Nove extracomunitari clandestini fermati, tre appartamenti sigillati e 2 ciclomotori sequestrati: è questo il bilancio dell’ennesima operazione di controlli svoltasi questa mattina, a partire dalle ore 6, nello stabile di via Adda 77 ad opera di Polizia Municipale di Sassuolo, Polizia di Stato e Carabinieri su ordinanza del Questore di Modena.
Gli agenti sono entrati in azione alle ore 6, controllando un totale di 7 appartamenti e 14 persone: 9 di loro sono risultate presenti illegalmente sul territorio italiano; sul loro conto sono tutt’ora in corso gli accertamenti finalizzati ad un eventuale rimpatrio o all’accompagnamento al CPT.

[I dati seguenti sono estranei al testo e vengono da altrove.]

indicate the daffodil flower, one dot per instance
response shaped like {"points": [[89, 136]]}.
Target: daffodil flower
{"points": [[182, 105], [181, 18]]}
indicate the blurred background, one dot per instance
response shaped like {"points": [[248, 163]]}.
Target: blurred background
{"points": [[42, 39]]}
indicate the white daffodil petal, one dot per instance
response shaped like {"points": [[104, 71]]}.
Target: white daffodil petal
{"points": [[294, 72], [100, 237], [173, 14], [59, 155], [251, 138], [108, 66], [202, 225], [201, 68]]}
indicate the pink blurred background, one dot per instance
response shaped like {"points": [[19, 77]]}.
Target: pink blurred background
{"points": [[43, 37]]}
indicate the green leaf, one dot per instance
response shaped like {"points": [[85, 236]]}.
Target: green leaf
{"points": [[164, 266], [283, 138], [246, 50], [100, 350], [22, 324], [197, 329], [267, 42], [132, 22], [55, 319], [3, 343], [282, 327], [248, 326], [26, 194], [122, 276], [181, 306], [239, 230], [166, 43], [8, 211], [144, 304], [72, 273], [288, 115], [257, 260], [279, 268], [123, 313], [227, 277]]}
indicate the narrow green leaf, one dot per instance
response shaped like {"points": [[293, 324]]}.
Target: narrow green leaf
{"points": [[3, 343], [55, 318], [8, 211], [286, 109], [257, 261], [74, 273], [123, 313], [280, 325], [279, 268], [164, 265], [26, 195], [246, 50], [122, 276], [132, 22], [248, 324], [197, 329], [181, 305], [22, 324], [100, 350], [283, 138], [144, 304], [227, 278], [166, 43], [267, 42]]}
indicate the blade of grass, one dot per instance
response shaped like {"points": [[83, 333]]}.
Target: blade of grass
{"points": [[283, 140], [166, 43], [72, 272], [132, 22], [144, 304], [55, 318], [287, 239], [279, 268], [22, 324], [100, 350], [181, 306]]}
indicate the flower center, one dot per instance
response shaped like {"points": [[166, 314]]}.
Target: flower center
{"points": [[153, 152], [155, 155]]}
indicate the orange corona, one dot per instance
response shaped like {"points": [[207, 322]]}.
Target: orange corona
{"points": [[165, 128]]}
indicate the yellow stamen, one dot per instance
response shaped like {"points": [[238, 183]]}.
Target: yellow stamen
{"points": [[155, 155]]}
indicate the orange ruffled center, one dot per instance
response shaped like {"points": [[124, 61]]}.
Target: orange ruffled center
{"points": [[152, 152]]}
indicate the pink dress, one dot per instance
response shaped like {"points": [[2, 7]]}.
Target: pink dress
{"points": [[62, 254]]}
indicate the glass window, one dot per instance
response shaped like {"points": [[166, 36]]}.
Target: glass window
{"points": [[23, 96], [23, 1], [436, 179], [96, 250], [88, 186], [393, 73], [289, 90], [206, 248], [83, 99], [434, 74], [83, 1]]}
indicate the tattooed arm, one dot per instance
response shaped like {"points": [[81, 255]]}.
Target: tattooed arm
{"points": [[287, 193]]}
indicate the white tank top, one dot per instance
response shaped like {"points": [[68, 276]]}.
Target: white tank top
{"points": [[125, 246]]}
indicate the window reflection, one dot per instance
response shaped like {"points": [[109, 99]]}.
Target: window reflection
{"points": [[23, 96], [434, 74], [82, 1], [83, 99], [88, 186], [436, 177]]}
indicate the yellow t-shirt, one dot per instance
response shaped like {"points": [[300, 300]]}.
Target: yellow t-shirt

Le condizioni di alcuni degli appartamenti hanno poi indotto gli agenti a richiedere l’intervento del personale del servizio di prevenzione dell’Azienda Usl di sassuolo che, dopo un accurato sopralluogo, ha disposto la chiusura degli alloggi per mancanza delle condizioni igienico – sanitarie, previa l’ordinanza del Sindaco.
Gli appartamenti sono quelli situati al numero 106, nel quale erano presenti tre posti letto ed una persona clandestina; il 501, nel quale erano presenti cinque posti letto e cinque persone( di cui 4 clandestine); e il 605, nel quale erano presenti tre persone di cui una in possesso del regolare permesso di soggiorno e due clandestine.
Contemporaneamente, gli agenti hanno provveduto a controllare i veicoli parcheggiati nel piazzale antistante via Adda 77 ed hanno proceduto alla rimozione di due ciclomotori non in regola con le norme del codice della strada.
L’ordinanza a firma del Sindaco Graziano Pattuzzi, che ordinerà la chiusura dei 3 appartamenti per mancanza di regolari condizioni igienico – sanitarie, imporrà anche la pulizia delle parti comuni, le scale e il tetto che collega i due fabbricati di via Adda, nei quali è stata riscontrata la presenza di numerosi rifiuti di varia natura.
“Si tratta di operazioni indispensabili – ha commentato il Sindaco di Sassuolo Graziano Pattuzzi – per colpire la microcriminalità e allo stesso tempo dare segnali chiari a chi è convinto di poter agire in maniera indisturbata. Il ripristino della legalità e della sicurezza – prosegue Pattuzzi – è naturalmente un interesse comune di Istituzioni, Forze dell’ordine, cittadine e cittadini di Sassuolo, ovvio, però, che da solo il Comune non può farcela. E’ indispensabile una sinergia di azioni, una collaborazione attiva tra tutti i soggetti in campo. Per questo motivo – chiarisce il Sindaco di Sassuolo Graziano Pattuzzi – nelle scorse settimane abbiamo firmato il protocollo d’intesa tra il Comune e la Prefettura, alla presenza del vice Ministro Minniti, un patto per lo sviluppo di azioni comuni in tema di sicurezza che ha dato e darà in futuro importanti risultati; ma non basta: serve la collaborazione di tutti. In diversi appartamenti, ad esempio, non era presente il titolare del contratto d’affitto, si ripresenta una situazione già vista: i proprietari affittano a persone che, a loro volta, subaffittano a posto letto e col ricavato vanno altrove. Per riuscire nell’obiettivo di ripulire la zona occorre anche la collaborazione proprio dei proprietari: non si può più chiudere gli occhi fingendo di non sapere cosa succede e chi vive nel proprio appartamento. Anche in via San Pietro accadeva la stessa cosa – prosegue Pattuzzi – e tutti sappiamo bene come è finita. Operazioni come quelle di questa mattina, improvvise e mirate, proseguiranno ancora per colpire la delinquenza li dove si annida, proseguiranno fino a quando – conclude il Sindaco di Sassuolo Graziano Pattuzzi – non ne saremo arrivati a capo, con o senza la collaborazione dei proprietari. Per il loro interesse, però, sarebbe meglio collaborare, in fretta”.